Hi Everyone
I am running 389 DS 1.2.8.2 in CentOS 4.8. I have a multi master setup, with 12 LDAP servers. Everything was working fine, till one of the boxes (ldapw02) suddenly crashed. When it came back up, I see the following in the error log,
[25/Nov/2013:20:26:00 -0500] - 389-Directory/1.2.8.2 B2013.028.104 starting up [25/Nov/2013:20:26:01 -0500] - Detected Disorderly Shutdown last time Directory Server was running, recovering database. [25/Nov/2013:20:26:03 -0500] NSMMReplicationPlugin - replica_check_for_data_reload: Warning: data for replica o=EmpData does not match the data in the changelog (replica data (5293f8a1000000040000) > changelog (5293f89b000000080000)). Recreating the changelog file. This could affect replication with replica's consumers in which case the consumers should be reinitialized. [25/Nov/2013:20:26:03 -0500] - slapd started. Listening on All Interfaces port 389 for LDAP requests [25/Nov/2013:20:30:32 -0500] NSMMReplicationPlugin - changelog program - agmt="cn=ldapw022toroon63dsaw03" (toroon63dsaw03:389): CSN 5293f761000000020000 not found, we aren't as up to date, or we purged [25/Nov/2013:20:30:32 -0500] NSMMReplicationPlugin - agmt="cn=ldapw022toroon63dsaw03" (toroon63dsaw03:389): Data required to update replica has been purged. The replica must be reinitialized. [25/Nov/2013:20:30:32 -0500] NSMMReplicationPlugin - changelog program - agmt="cn=ldapw022toroon63ldapw03" (toroon63ldapw03:389): CSN 5293f761000000020000 not found, we aren't as up to date, or we purged [25/Nov/2013:20:30:32 -0500] NSMMReplicationPlugin - agmt="cn=ldapw022toroon63ldapw03" (toroon63ldapw03:389): Data required to update replica has been purged. The replica must be reinitialized. [25/Nov/2013:20:30:32 -0500] NSMMReplicationPlugin - agmt="cn=ldapw022toroon63ldapw03" (toroon63ldapw03:389): Incremental update failed and requires administrator action [25/Nov/2013:20:30:32 -0500] NSMMReplicationPlugin - agmt="cn=ldapw022toroon63dsaw03" (toroon63dsaw03:389): Incremental update failed and requires administrator action [25/Nov/2013:20:35:30 -0500] NSMMReplicationPlugin - changelog program - agmt="cn=ldapw022ldapw01" (ldapw01:389): CSN 5293f7f3000000050000 not found, we aren't as up to date, or we purged [25/Nov/2013:20:35:30 -0500] NSMMReplicationPlugin - agmt="cn=ldapw022ldapw01" (ldapw01:389): Data required to update replica has been purged. The replica must be reinitialized. [25/Nov/2013:20:35:30 -0500] NSMMReplicationPlugin - agmt="cn=ldapw022ldapw01" (ldapw01:389): Incremental update failed and requires administrator action.

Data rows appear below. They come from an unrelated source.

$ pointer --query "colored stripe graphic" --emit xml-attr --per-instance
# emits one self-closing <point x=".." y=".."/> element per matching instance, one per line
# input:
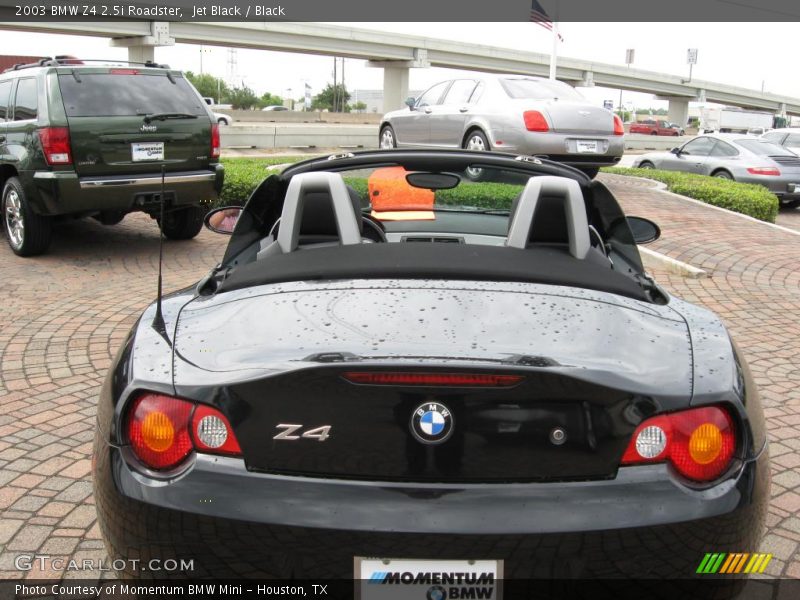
<point x="722" y="563"/>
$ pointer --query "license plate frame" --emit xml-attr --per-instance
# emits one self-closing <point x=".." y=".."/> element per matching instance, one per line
<point x="147" y="151"/>
<point x="587" y="146"/>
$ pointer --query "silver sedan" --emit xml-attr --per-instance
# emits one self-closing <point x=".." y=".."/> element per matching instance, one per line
<point x="742" y="158"/>
<point x="508" y="113"/>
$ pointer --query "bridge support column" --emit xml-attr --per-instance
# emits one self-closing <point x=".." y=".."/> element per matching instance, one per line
<point x="678" y="111"/>
<point x="141" y="48"/>
<point x="395" y="87"/>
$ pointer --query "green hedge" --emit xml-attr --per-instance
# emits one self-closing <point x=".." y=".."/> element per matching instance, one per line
<point x="242" y="176"/>
<point x="746" y="198"/>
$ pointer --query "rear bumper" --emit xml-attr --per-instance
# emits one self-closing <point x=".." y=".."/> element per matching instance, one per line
<point x="64" y="192"/>
<point x="642" y="524"/>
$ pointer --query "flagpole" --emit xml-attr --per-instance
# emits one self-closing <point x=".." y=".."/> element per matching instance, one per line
<point x="554" y="52"/>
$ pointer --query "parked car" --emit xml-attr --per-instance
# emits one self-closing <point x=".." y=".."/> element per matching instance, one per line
<point x="434" y="381"/>
<point x="678" y="128"/>
<point x="653" y="127"/>
<point x="508" y="113"/>
<point x="788" y="137"/>
<point x="734" y="156"/>
<point x="90" y="139"/>
<point x="223" y="119"/>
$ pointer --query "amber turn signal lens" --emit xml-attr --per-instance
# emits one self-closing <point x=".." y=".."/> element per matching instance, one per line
<point x="705" y="443"/>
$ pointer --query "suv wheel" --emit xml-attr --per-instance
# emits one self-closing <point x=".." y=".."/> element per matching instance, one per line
<point x="28" y="233"/>
<point x="184" y="224"/>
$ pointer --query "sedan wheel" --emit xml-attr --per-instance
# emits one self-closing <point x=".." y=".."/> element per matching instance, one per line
<point x="387" y="138"/>
<point x="476" y="142"/>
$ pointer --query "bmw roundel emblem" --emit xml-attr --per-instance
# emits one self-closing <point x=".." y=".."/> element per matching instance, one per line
<point x="432" y="423"/>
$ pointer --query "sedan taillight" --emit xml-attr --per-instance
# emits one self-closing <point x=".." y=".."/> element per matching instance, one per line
<point x="700" y="443"/>
<point x="619" y="129"/>
<point x="764" y="171"/>
<point x="163" y="431"/>
<point x="535" y="121"/>
<point x="55" y="145"/>
<point x="215" y="143"/>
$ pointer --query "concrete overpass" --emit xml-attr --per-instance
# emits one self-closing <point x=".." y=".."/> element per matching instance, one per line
<point x="397" y="53"/>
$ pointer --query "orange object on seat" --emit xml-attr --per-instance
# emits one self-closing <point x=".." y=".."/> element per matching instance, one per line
<point x="389" y="192"/>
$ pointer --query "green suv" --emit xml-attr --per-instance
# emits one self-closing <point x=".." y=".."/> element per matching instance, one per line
<point x="83" y="139"/>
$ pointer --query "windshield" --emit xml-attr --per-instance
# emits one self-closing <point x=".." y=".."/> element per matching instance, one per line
<point x="127" y="93"/>
<point x="763" y="147"/>
<point x="538" y="89"/>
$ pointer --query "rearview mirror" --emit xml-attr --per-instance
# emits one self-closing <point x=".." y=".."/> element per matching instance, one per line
<point x="223" y="220"/>
<point x="644" y="230"/>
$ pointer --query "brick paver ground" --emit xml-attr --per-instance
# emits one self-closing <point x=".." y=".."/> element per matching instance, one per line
<point x="66" y="313"/>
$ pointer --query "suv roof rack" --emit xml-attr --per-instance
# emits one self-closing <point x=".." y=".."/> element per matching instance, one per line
<point x="59" y="61"/>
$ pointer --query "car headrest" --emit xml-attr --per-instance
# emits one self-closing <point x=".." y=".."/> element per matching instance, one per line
<point x="318" y="217"/>
<point x="550" y="210"/>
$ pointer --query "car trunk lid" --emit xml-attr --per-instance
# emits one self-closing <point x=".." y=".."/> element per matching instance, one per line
<point x="304" y="361"/>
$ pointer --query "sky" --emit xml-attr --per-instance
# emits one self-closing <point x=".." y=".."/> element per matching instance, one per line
<point x="748" y="55"/>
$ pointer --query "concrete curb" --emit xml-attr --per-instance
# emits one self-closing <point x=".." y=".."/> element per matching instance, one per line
<point x="656" y="260"/>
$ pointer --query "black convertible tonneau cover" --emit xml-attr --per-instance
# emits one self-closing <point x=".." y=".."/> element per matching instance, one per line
<point x="546" y="265"/>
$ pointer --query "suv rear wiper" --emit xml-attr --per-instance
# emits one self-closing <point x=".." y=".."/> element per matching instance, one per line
<point x="164" y="116"/>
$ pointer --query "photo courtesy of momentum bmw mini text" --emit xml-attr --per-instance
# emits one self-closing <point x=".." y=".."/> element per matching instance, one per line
<point x="386" y="301"/>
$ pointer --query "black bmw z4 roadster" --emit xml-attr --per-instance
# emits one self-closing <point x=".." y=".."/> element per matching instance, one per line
<point x="424" y="361"/>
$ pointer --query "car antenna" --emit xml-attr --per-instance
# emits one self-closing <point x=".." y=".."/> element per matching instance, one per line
<point x="158" y="320"/>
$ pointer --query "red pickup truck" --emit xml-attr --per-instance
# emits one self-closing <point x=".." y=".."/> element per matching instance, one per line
<point x="651" y="127"/>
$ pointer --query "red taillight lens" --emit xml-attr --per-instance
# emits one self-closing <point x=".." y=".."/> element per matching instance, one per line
<point x="763" y="171"/>
<point x="55" y="144"/>
<point x="699" y="443"/>
<point x="158" y="429"/>
<point x="215" y="144"/>
<point x="433" y="379"/>
<point x="212" y="433"/>
<point x="619" y="128"/>
<point x="163" y="431"/>
<point x="535" y="121"/>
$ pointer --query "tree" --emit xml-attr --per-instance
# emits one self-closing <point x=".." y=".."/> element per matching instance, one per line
<point x="270" y="100"/>
<point x="209" y="86"/>
<point x="324" y="100"/>
<point x="243" y="98"/>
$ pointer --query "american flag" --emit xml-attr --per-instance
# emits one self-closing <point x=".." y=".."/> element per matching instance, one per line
<point x="541" y="18"/>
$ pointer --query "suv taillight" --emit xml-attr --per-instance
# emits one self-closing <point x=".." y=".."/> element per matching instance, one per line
<point x="619" y="128"/>
<point x="163" y="431"/>
<point x="700" y="442"/>
<point x="215" y="145"/>
<point x="55" y="144"/>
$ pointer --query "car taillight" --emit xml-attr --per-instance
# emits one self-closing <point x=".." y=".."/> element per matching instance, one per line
<point x="215" y="144"/>
<point x="763" y="171"/>
<point x="163" y="431"/>
<point x="212" y="433"/>
<point x="619" y="129"/>
<point x="55" y="145"/>
<point x="700" y="443"/>
<point x="433" y="379"/>
<point x="535" y="121"/>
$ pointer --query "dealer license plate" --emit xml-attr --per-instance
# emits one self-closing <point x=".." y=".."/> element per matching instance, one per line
<point x="142" y="151"/>
<point x="587" y="146"/>
<point x="389" y="579"/>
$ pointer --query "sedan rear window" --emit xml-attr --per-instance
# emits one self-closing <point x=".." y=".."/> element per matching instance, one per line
<point x="764" y="148"/>
<point x="538" y="89"/>
<point x="111" y="94"/>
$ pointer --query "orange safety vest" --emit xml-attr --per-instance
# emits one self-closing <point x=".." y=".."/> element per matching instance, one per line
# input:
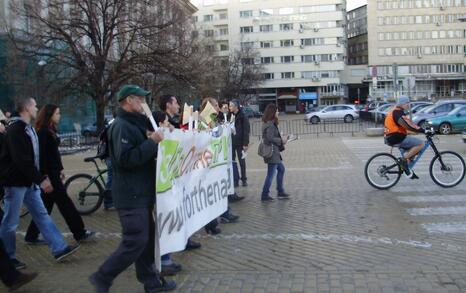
<point x="391" y="126"/>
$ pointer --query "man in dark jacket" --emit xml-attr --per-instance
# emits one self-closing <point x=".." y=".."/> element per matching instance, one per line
<point x="240" y="142"/>
<point x="21" y="178"/>
<point x="133" y="189"/>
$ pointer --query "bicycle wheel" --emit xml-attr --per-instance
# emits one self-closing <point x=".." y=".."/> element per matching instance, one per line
<point x="382" y="171"/>
<point x="447" y="169"/>
<point x="86" y="192"/>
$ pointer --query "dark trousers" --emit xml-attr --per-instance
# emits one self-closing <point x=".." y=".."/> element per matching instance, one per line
<point x="237" y="151"/>
<point x="137" y="246"/>
<point x="66" y="207"/>
<point x="8" y="272"/>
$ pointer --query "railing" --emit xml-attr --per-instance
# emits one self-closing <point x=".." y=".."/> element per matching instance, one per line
<point x="304" y="127"/>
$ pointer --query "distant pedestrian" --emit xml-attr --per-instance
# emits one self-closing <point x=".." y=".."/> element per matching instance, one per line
<point x="51" y="166"/>
<point x="133" y="187"/>
<point x="271" y="136"/>
<point x="20" y="175"/>
<point x="240" y="139"/>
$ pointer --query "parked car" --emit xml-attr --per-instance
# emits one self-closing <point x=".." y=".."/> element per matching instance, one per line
<point x="438" y="109"/>
<point x="335" y="112"/>
<point x="419" y="106"/>
<point x="454" y="121"/>
<point x="250" y="112"/>
<point x="91" y="129"/>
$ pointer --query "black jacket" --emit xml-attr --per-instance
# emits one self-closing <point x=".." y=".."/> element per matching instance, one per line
<point x="133" y="160"/>
<point x="241" y="138"/>
<point x="17" y="157"/>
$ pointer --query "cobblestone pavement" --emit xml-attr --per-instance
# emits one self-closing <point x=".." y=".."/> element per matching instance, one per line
<point x="336" y="234"/>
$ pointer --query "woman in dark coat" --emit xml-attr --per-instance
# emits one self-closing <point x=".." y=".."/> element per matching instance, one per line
<point x="271" y="136"/>
<point x="51" y="166"/>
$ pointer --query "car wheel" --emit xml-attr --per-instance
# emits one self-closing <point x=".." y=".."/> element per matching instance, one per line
<point x="314" y="120"/>
<point x="348" y="118"/>
<point x="445" y="128"/>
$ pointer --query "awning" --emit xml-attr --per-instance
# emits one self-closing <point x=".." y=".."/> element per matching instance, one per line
<point x="287" y="97"/>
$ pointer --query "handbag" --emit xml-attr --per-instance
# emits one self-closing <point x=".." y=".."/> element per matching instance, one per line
<point x="264" y="150"/>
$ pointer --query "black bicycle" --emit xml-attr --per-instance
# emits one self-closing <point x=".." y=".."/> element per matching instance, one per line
<point x="446" y="169"/>
<point x="87" y="191"/>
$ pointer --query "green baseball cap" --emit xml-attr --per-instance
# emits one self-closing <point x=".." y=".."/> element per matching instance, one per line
<point x="131" y="89"/>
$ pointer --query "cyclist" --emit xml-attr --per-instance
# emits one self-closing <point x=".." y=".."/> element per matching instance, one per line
<point x="397" y="125"/>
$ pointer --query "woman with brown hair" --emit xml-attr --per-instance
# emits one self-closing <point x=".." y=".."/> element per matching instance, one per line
<point x="51" y="166"/>
<point x="271" y="136"/>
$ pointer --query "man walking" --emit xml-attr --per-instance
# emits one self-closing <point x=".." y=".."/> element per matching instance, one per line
<point x="240" y="138"/>
<point x="21" y="179"/>
<point x="133" y="189"/>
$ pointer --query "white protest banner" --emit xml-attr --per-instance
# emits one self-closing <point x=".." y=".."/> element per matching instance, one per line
<point x="194" y="178"/>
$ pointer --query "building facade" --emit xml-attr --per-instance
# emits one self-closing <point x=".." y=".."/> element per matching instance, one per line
<point x="301" y="44"/>
<point x="417" y="47"/>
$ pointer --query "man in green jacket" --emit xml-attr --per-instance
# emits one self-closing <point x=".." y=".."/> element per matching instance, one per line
<point x="133" y="156"/>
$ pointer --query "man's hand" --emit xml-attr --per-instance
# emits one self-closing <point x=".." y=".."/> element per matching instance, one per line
<point x="156" y="136"/>
<point x="46" y="186"/>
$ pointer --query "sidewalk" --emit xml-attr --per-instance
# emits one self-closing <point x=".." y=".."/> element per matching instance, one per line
<point x="335" y="234"/>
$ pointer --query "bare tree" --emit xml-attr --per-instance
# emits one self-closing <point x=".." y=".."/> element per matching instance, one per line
<point x="98" y="45"/>
<point x="242" y="72"/>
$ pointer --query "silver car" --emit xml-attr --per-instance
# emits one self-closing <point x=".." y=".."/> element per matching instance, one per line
<point x="438" y="109"/>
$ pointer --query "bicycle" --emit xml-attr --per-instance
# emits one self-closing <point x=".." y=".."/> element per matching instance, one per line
<point x="447" y="168"/>
<point x="88" y="191"/>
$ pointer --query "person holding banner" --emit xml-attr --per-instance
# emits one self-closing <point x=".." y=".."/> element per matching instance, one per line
<point x="133" y="155"/>
<point x="271" y="136"/>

Replication seems to work to 'ldapw02' from all other boxes, but replication from 'ldapw02' does not work. The issue disappears when I initialize all the neighbors from the affected box, but I will have to find the root cause for this, since this seems to happen very frequently. Also, I am not able to diagnose the reason for the crash, since installing 'debuginfo' package is out of my scope. I see a similar issue being discussed here,
http://thr3ads.net/fedora-directory-users/2007/10/176314-Re-Cant-locate-CSN-...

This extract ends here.